As explained previously, whenever there’s a major incident, Updata provide a report. Here is a summary from the week prior to half term – any queries, please get in touch with me.
On the 6th of February at approximately 21:07, Capita Reigate 24/7 Network Operations Centre (NOC) Engineers were proactively alerted by their network monitoring tools to the loss of numerous devices in LD4 and LD5 datacentres. The incident was raised as a priority 1 and assigned to the oncall Technical Escalations Team engineer to conduct initial investigations. All customer traffic traversing these links was down for the duration of the incident. Herts Corporate and Herts Education sites suffered Network connectivity issues of varying degrees for the duration of the incident.
Resolution to this incident comprised numerous activities described below:
The initial LD4 6513 hardware (HICS core router) failure was resolved by the replacement of the failed supervisor card and reboot of the device.
The downstream routing issues were resolved by the Technical team trouble shooting and bouncing MPLS tunnels and local PE devices.
The high CPU usage on the LD5 6513 was attributed to a corrupted table that came about as the result of the initial unscheduled reboots of that device. This was corrected under the direction of Cisco Technical Assistance Centre (TAC) by a clean restart of the device which rebuilt the corrupt routing table.
The root cause of the incident has been attributed to catastrophic Network failure caused by the failure of the supervisor card in the LD4 6513 device. All subsequent impacts are directly related to this failure. It was noted that a scheduled change was being implemented just prior to the hardware failure. When the Internet was brought back up there was a lot of routing convergence happening. It is possible that this sudden flood of routing requests could have caused a failure on the supervisor card.

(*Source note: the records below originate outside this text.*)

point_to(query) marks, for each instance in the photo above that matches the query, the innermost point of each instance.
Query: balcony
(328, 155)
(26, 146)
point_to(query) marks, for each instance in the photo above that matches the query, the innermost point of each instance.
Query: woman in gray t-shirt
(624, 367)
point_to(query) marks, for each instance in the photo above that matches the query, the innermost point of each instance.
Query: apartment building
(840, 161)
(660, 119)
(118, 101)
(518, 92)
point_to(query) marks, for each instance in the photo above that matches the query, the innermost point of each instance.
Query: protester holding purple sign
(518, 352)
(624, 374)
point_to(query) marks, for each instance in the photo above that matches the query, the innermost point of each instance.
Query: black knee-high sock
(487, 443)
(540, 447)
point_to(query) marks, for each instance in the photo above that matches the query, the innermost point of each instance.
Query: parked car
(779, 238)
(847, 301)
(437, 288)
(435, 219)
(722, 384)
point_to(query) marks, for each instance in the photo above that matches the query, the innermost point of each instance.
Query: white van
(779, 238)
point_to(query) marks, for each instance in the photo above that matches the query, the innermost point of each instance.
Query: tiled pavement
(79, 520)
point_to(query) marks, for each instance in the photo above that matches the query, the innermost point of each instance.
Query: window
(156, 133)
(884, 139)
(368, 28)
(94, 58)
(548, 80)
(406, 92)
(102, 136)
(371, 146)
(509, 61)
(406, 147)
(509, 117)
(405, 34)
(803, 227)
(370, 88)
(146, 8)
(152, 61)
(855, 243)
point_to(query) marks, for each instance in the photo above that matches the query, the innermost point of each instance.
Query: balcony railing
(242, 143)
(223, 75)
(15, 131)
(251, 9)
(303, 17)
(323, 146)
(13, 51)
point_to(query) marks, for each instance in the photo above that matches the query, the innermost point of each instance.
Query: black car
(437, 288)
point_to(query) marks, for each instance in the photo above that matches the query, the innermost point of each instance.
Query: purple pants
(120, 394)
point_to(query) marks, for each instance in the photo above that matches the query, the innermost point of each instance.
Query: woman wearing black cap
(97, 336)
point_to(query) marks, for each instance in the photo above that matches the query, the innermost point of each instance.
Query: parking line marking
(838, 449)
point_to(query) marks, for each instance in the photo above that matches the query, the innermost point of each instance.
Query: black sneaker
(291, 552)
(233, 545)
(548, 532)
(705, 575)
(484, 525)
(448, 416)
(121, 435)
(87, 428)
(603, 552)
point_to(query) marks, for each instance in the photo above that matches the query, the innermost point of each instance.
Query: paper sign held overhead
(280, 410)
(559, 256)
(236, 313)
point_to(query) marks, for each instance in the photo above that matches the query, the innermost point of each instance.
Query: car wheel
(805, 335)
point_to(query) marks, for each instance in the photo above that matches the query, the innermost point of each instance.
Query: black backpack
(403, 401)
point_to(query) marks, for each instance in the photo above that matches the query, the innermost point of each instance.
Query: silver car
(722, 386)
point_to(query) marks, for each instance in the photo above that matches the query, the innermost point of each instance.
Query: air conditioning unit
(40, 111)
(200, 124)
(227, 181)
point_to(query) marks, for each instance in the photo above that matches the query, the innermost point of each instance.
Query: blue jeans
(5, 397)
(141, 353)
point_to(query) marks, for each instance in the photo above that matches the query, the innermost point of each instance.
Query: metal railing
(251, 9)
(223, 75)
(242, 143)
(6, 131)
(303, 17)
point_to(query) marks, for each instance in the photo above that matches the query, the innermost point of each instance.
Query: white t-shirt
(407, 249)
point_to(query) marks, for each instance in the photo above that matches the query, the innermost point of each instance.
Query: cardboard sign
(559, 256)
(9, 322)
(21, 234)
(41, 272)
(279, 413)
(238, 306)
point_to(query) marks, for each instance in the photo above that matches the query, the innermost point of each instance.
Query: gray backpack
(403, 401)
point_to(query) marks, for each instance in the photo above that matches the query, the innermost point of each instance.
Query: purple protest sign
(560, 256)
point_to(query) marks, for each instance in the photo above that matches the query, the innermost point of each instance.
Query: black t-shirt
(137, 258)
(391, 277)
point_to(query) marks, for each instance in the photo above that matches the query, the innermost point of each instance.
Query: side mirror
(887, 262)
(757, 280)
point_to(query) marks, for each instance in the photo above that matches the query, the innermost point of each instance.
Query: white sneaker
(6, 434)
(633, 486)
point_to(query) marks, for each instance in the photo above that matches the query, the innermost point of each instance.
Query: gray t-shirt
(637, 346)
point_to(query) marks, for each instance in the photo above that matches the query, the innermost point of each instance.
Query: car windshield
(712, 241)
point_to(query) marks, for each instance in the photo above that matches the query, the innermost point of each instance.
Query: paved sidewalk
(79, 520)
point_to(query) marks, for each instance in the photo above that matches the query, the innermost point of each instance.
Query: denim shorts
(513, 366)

The Capita Reigate 24/7 NOC were alerted to a hardware failure in the LD4 & LD5 datacentres relating to the Herts Network. They engaged the Major Incident (MI) Manager who assembled the MI team. A field engineer was tasked to go to the LD4 datacentre. Upon arrival he identified that the onsite 6513 device had failed and would not reboot. It was subsequently identified that the supervisor card had failed.
A Cisco TAC case was raised and a spare part ordered Cisco advised that the service agreement for this device was for next business day delivery. At this point a failover was attempted however due to configuration issues this was not possible.
In parallel the MI manager got in contact with the Capita Tannochside support team and was able to agree the sourcing of a spare supervisor card. This was expedited and couriered to the Datacentre arriving at approximately 09:40 on 07/02. The card was configured and fitted bringing the device back up. Some network availability was restored however a number of routing issues persisted. The support teams worked on these issues providing network connectivity for the majority by 19:00 on 06/07.
A downstream impact was later identified whereby some schools were experiencing slow internet connectivity. The issue was investigated and after engaging Cisco TAC was found to be an issue with a routing table on the LD5 6513 which was causing the device to run at extremely high CPU usage. An emergency change was implemented to reboot the LD5 6513 and normal internet connection speed was restored to Herts schools.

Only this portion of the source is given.